Opinión

Segunda vuelta en Ecuador

Diario El Espectador de Colombia

Tras varios días en vilo, el Consejo Nacional Electoral (CNE) de Ecuador definió que habrá segunda vuelta electoral el próximo 2 de abril. Se enfrentarán el candidato oficialista, Lenín Moreno, quien no alcanzó a llegar al 40 %, y el banquero Guillermo Lasso, quien quedó segundo, con el 28 %. El resultado supone un importante traspié para el presidente Rafael Correa, quien aspiraba a que su ungido ganara en la primera ronda. Ambas campañas dieron inicio a los acercamientos con los perdedores, en busca de alianzas viables.

Se daba por descontado que Moreno, del izquierdista Movimiento Alianza País, obtendría la mayoría de la votación, como en efecto lo hizo. Sin embargo, no le alcanzó para llegar al porcentaje exigido por la Constitución para ganar de inmediato. Del otro lado había un buen número de partidos opositores, cuya fragmentación podría darle el triunfo al correísmo. De allí que, desde el domingo en la noche, el país hubiera quedado en vilo hasta el miércoles en la tarde. Con el 99,5 % de los votos escrutados, el exvicepresidente tan sólo llego al 39,31 %.

Lasso ha celebrado el resultado como un triunfo. Representante del sector financiero y con ideología de derecha, logró convertirse en el verdadero contrapeso de Moreno. En adelante no sólo deberá negociar con los restantes candidatos su adhesión, sino convencer a los electores opositores que no votaron por él de que es la única opción cierta de derrotar a Alianza País. De momento, Cynthia Viteri, quien terminó en el tercer puesto, en nombre del Partido Social Cristiano, le ofreció su apoyo. Sin embargo, las cosas no serán tan fáciles con Francisco Moncayo, socialdemócrata, cuyas propuestas se asemejan en principio más a las del actual gobierno progresista. Además, bien se sabe que en política los pactos entre las élites partidistas no implican necesariamente el endoso de los votos obtenidos.

Rafael Correa había adelantado, sin lugar a dudas, una significativa transformación en Ecuador hasta el momento en que decidió dar un paso al costado. Primero en el campo institucional, al consolidar una década de gobierno en democracia, frente a los abruptos cambios que vivieron sus antecesores, lo cual generaba una inestabilidad insostenible. De otro lado, aprovechó la bonanza económica para invertir en infraestructura, educación y mejoras sociales que le son reconocidas.

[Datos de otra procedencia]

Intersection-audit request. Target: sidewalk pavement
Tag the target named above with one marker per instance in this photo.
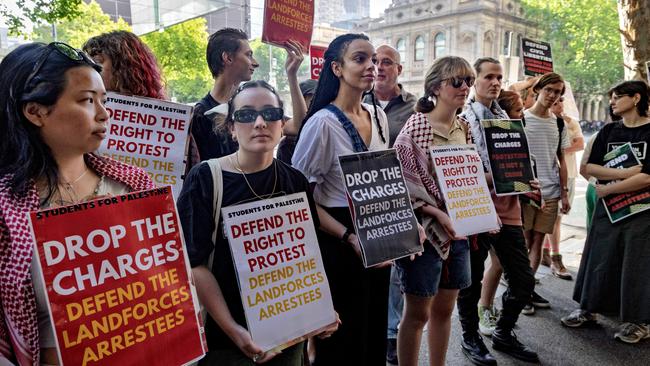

Simultáneamente, sus opositores le han criticado un talante autoritario, restricciones a los medios de comunicación y persecución a quienes lo critican.

A pesar de que ha insistido en que su decisión obedeció a cuestiones personales y la necesidad de tener un merecido descanso luego de diez años en el poder, los analistas no comparten esa opinión. Coinciden en que la baja en sus niveles de popularidad, debido a la situación económica del país, así como al normal desgaste del poder, lo llevó a seguir su olfato político y hacerse a un lado. El candidato escogido fue un hombre que tiene entre el electorado una imagen distinta. Lenín Moreno es parapléjico, luego de una herida recibida en un atraco, y como tal ha descollado por su tenacidad personal, su discurso de inclusión, apoyo a las personas con discapacidad y empatía. Sin embargo, a pestar de terminar primero, quedan dudas sobre su desempeño en el siguiente mes y medio.

Guillermo Lasso lleva el impulso de quien viene de abajo hacia arriba, con tendencia a crecer. Su discurso ha enfatizado que él es la opción al chavismo que existe en el país, y ha calado. Moreno, por su parte, continuará enarbolando la bandera social y el temor a que, si no gana, se pierda todo lo logrado hasta ahora. Como siempre, el electorado decidirá cuál opción prefiere para su futuro posible.